Chapter 4 Implementation of Seurat Analysis

In this section we will review how to run the Seurat analysis. Subsequent sections will explain individual parts of the code. This section is dedicated to running the code.

4.1 Save scripts and set paths

Download STEP_part_1 and save it to C:/Users/(insert user name).

There are three files that need to be downloaded for STEP analysis. The first file is a python script called neighbors.py. This file needs to be saved to C:/Users/(insert user name).

Next, download STEP_part_2. Save the file to C:/Users/(insert user name).

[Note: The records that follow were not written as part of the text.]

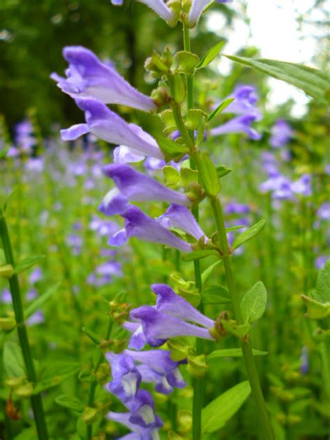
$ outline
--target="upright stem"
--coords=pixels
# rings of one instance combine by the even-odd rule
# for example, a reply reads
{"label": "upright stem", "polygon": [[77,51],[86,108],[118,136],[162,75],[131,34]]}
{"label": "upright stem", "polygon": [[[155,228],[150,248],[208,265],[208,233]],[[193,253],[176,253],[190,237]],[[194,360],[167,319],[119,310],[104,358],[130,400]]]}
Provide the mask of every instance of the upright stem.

Open STEP_part_2.Rmd by double clicking on the file. Scroll down to line 334. You will see a chunk of code that looks like:

############################# USER INPUT REQUIRED ##############################
#Chunk 4
#source_python("C:\\Users\\(user name)\\neighbors.py")#line 334 of STEP_part_2
################################################################################

In Windows my user name is gcarlson as shown in Figure 12. So line 334 of STEP_part_2 becomes:

############################# USER INPUT REQUIRED ##############################
#Chunk 4
#source_python("C:\\Users\\gcarlson\\neighbors.py")#line 334 of STEP_part_2
################################################################################

Figure 12. Example of Windows username.

On line 18 of STEP_part_1 update the path so that it points to STEP_part_2 as shown below:

#Chunk 1
#Open packages required for use
#install.load::install_load('reticulate','plyr', 'openxlsx', 'readxl', 'magrittr', 'purrr', 'ggplot2','Seurat', 'tidyverse', 'patchwork', 'dplyr', 'BiocManager', 'cowplot', 'svDialogs', 'knitr')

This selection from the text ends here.